Re: [RFC PATCH 3/4] acpi: apei: Do not panic() in NMI because of GHES messages

From: James Morse <james.morse@arm.com>
To: Alexandru Gagniuc <mr.nuke.me@gmail.com>
Cc: linux-acpi@vger.kernel.org, rjw@rjwysocki.net, lenb@kernel.org,
	tony.luck@intel.com, bp@alien8.de, tbaicar@codeaurora.org,
	will.deacon@arm.com, shiju.jose@huawei.com,
	zjzhang@codeaurora.org, gengdongjiu@huawei.com,
	linux-kernel@vger.kernel.org, alex_gagniuc@dellteam.com,
	austin_bolen@dell.com, shyam_iyer@dell.com
Subject: Re: [RFC PATCH 3/4] acpi: apei: Do not panic() in NMI because of GHES messages
Date: Wed, 4 Apr 2018 08:18:21 +0100	[thread overview]
Message-ID: <338e9bb4-a837-69f9-36e5-5ee2ddcaaa38@arm.com> (raw)
In-Reply-To: <20180403170830.29282-4-mr.nuke.me@gmail.com>

Hi Alexandru,

On 03/04/18 18:08, Alexandru Gagniuc wrote:
> BIOSes like to send NMIs for a number of silly reasons often deemed
> to be "fatal". For example pin bounce during a PCIE hotplug/unplug
> might cause the link to go down and retrain, with fatal PCI errors
> being generated while the link is retraining.

Sounds fun!

> Instead of panic()ing in NMI context, pass fatal errors down to IRQ
> context to see if they can be resolved.
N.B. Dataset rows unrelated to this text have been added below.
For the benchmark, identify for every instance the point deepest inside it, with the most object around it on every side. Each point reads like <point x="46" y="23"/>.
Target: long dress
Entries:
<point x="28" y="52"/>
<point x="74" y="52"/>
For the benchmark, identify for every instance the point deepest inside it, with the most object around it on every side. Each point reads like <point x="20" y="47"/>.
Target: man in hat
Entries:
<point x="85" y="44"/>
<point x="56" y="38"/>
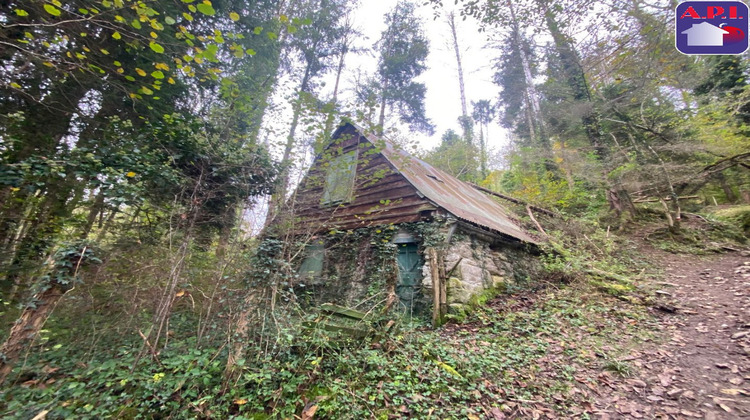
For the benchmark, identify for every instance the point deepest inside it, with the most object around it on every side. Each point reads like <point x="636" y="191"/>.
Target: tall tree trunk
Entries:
<point x="465" y="120"/>
<point x="51" y="290"/>
<point x="383" y="103"/>
<point x="728" y="191"/>
<point x="27" y="327"/>
<point x="532" y="96"/>
<point x="277" y="199"/>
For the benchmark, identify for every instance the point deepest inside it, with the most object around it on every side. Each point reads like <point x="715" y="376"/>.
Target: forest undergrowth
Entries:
<point x="535" y="351"/>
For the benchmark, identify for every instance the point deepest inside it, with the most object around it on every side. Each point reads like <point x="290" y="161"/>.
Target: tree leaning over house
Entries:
<point x="402" y="50"/>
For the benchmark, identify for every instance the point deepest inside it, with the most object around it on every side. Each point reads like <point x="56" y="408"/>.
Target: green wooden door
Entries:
<point x="410" y="273"/>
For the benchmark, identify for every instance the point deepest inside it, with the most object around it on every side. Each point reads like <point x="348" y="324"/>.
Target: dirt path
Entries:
<point x="703" y="370"/>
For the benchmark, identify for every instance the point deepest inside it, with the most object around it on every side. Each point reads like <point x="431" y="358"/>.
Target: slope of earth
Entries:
<point x="685" y="355"/>
<point x="702" y="369"/>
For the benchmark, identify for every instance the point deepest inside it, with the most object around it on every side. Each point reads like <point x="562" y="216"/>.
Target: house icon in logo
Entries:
<point x="705" y="35"/>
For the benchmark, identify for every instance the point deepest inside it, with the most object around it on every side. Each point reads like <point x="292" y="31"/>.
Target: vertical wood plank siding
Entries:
<point x="381" y="195"/>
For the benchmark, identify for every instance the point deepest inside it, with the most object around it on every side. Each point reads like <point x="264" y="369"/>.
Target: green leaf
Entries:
<point x="156" y="47"/>
<point x="54" y="11"/>
<point x="206" y="9"/>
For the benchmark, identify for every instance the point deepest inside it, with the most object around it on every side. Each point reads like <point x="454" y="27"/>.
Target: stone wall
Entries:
<point x="355" y="276"/>
<point x="473" y="267"/>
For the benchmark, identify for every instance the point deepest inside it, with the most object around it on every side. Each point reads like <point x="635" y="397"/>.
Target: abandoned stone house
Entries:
<point x="379" y="222"/>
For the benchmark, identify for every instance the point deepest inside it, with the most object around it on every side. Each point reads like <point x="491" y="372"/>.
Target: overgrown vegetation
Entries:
<point x="140" y="149"/>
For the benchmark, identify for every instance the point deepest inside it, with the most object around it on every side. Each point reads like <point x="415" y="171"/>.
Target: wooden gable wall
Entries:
<point x="380" y="196"/>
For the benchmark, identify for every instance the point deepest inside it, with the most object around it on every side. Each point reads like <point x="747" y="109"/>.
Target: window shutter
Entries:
<point x="340" y="179"/>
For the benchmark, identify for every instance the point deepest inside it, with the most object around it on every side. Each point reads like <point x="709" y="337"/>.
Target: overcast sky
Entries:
<point x="443" y="101"/>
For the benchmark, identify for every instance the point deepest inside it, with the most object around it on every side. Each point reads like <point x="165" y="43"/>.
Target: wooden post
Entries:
<point x="443" y="282"/>
<point x="435" y="275"/>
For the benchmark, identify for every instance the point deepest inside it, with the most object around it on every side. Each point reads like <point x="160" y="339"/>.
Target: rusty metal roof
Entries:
<point x="457" y="197"/>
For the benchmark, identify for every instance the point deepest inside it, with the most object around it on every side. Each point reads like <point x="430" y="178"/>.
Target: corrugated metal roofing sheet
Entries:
<point x="450" y="193"/>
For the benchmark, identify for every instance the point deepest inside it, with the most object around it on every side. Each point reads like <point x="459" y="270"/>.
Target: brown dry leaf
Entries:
<point x="731" y="391"/>
<point x="497" y="414"/>
<point x="665" y="379"/>
<point x="309" y="412"/>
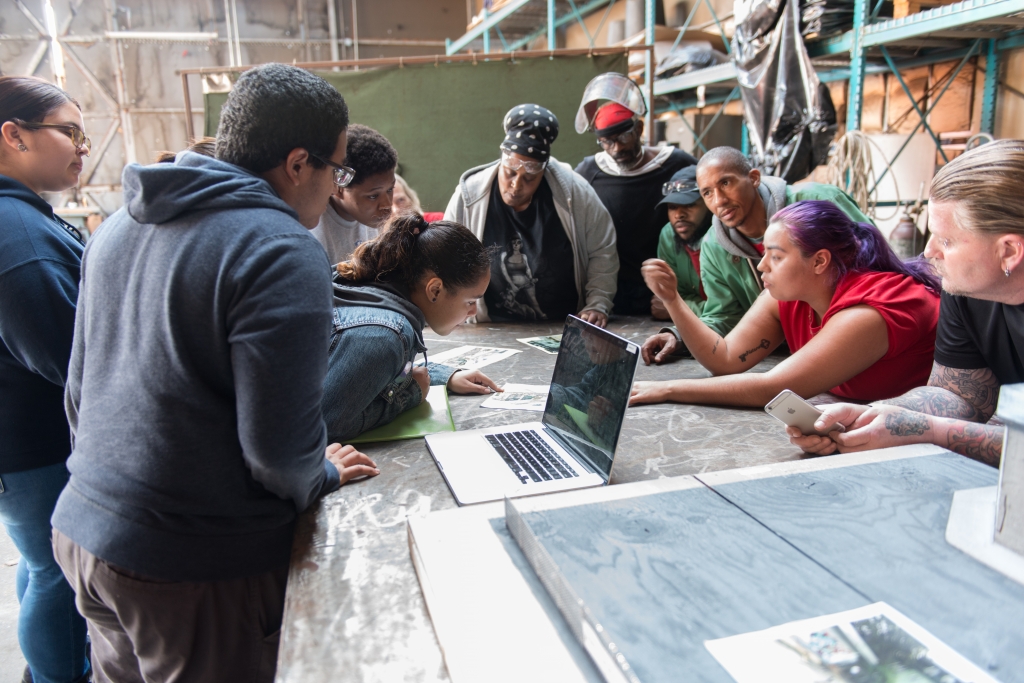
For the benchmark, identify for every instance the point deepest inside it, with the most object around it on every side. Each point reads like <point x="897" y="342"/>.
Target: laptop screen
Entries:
<point x="590" y="390"/>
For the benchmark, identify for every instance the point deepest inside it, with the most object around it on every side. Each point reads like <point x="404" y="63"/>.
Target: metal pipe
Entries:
<point x="355" y="33"/>
<point x="189" y="128"/>
<point x="127" y="129"/>
<point x="332" y="25"/>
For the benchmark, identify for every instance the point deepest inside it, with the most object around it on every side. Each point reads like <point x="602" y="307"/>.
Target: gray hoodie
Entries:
<point x="586" y="221"/>
<point x="194" y="391"/>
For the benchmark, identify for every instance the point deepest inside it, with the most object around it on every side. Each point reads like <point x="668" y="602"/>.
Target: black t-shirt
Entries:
<point x="975" y="334"/>
<point x="531" y="264"/>
<point x="632" y="201"/>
How do we know we will survive this trip?

On arm64 systems it may not be possible to return to the context we took the NMI
notification from: we may bounce back into firmware with the same "world is on
fire" error. Firmware can rightly assume the OS has made no attempt to handle
the error. Your 'not re-arming the error' example makes this worrying.
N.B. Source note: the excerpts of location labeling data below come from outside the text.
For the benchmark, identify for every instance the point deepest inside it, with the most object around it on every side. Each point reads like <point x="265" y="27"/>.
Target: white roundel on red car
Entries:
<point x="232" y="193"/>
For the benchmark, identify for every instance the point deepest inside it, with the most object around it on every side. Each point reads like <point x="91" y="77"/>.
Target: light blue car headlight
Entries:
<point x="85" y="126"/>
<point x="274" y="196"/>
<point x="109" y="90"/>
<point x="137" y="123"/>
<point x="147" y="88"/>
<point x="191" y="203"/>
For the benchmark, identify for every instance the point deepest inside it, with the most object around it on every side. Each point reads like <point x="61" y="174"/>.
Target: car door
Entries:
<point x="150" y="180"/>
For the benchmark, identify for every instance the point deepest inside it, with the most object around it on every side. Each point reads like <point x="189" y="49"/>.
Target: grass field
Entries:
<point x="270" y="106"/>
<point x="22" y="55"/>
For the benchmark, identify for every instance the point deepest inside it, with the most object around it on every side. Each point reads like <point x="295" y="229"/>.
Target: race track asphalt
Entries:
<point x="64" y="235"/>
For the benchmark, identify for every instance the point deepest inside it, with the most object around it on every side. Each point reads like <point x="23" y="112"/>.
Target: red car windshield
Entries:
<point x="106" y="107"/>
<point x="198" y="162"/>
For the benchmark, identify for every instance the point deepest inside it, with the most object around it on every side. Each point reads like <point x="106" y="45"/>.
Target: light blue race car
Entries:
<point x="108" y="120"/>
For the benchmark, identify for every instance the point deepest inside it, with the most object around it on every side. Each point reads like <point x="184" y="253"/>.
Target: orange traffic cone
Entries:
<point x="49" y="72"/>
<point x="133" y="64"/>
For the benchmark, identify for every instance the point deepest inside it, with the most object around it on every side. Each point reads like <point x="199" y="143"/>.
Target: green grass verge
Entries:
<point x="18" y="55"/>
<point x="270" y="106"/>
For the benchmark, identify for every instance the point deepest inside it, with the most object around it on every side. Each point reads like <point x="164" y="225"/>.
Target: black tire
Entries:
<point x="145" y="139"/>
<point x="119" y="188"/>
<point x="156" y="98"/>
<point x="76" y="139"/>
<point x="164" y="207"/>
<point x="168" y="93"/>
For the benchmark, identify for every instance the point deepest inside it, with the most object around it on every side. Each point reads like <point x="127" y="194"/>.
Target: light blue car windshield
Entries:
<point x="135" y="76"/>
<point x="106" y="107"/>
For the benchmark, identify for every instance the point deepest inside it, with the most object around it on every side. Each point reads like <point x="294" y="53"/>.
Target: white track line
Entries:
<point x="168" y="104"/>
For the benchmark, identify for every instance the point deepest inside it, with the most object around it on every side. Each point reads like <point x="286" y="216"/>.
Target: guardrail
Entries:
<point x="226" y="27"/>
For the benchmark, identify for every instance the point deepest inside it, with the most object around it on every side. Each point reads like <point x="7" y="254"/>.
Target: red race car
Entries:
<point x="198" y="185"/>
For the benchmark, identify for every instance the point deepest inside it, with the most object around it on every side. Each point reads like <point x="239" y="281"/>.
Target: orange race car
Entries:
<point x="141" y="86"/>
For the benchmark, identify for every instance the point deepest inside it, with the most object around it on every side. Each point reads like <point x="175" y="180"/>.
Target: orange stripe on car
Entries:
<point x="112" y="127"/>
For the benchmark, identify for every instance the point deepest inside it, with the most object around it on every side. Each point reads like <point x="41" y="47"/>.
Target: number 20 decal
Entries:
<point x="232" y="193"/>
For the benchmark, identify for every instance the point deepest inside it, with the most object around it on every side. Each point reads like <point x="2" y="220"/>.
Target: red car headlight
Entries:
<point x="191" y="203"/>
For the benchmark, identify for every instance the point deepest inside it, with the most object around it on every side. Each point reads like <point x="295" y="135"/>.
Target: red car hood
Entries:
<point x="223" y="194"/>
> With these change, PCIe error are handled by AER. Other far less
> common errors, such as machine check exceptions, still cause a panic()
> in their respective handlers.

I agree AER is always going to be different. Could we take a look at the CPER
records while still in_nmi() to decide whether linux knows better than firmware?

For non-standard or processor-errors I think we should always panic() if they're
marked as fatal.
For memory-errors we could split memory_failure() up to have
{NMI,IRQ,process}-context helpers, all we need to know at NMI-time is whether
the affected memory is kernel memory.

For the PCI*/AER errors we should be able to try and handle it ... if we can get
back to process/IRQ context:
What happens if a PCIe driver has interrupts masked and is doing something to
cause this error? We can take the NMI and setup the irq-work, but it may never
run as we return to interrupts-masked context.

> diff --git a/drivers/acpi/apei/ghes.c b/drivers/acpi/apei/ghes.c
> index 2c998125b1d5..7243a99ea57e 100644
> --- a/drivers/acpi/apei/ghes.c
> +++ b/drivers/acpi/apei/ghes.c
> @@ -955,7 +962,7 @@ static void __process_error(struct ghes *ghes)
>  static int ghes_notify_nmi(unsigned int cmd, struct pt_regs *regs)
>  {
>  	struct ghes *ghes;
> -	int sev, ret = NMI_DONE;
> +	int ret = NMI_DONE;
>  
>  	if (!atomic_add_unless(&ghes_in_nmi, 1, 1))
>  		return ret;
> @@ -968,13 +975,6 @@ static int ghes_notify_nmi(unsigned int cmd, struct pt_regs *regs)
>  			ret = NMI_HANDLED;
>  		}
>  
> -		sev = ghes_severity(ghes->estatus->error_severity);
> -		if (sev >= GHES_SEV_PANIC) {
> -			oops_begin();
> -			ghes_print_queued_estatus();
> -			__ghes_panic(ghes);
> -		}
> -
>  		if (!(ghes->flags & GHES_TO_CLEAR))
>  			continue;

For Processor-errors I think this is the wrong thing to do, but we should be
able to poke around in the CPER records and find out what we are dealing with.

Thanks,

James